A constitutional council in N’Djamena upheld President Idriss Deby’s 59.92 percent win in last month’s general elections for a fifth term, extending his 26-year rule of the Lake Chad nation in the center of the fight against Nigerian-based militant group Boko Haram.

Opposition want results annulled.

The opposition leaders say the polls were not free and fair and want the results annulled over voting irregularities. An appeal launched by at least eight opposition parties was rejected because petitions to the council are supposed to be individualized. Nagoum Yamassoum, the president of the Chad Constitutional Council said group appeals are not admissible.

Protests suppressed.

The Chadian Government suppressed protests by civil society organizations, right groups and unions who were demanding democratic reforms and for President Deby to step down. Some of the protest leaders were arrested and those that managed to evade arrest have since fled the country.

Right groups say more than three dozen soldiers went missing.

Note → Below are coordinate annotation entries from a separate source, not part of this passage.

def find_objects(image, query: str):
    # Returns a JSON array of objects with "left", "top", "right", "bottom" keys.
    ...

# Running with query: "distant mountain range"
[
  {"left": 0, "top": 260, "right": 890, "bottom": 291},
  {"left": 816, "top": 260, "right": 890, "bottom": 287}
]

At least 60 soldiers who were said to have voted against President Idriss Deby’s rule have gone missing without a trace since last month. Repeated calls for an independent investigation have been ignored by the Deby administration. A joint rights groups statement has demanded the "liberation without any condition of these soldiers who have been arrested." The soldiers are being held in "secret locations." They also demanded that an independent inquiry is opened to establish the responsibilities and "punish the perpetrators of these inhuman and barbaric acts." 

International pressure. 

After much international pressure, Chadian government spokesperson, Communications Minister Mustapha Ali Alifei said the missing soldiers were on a mission that required them to temporarily move away from their families.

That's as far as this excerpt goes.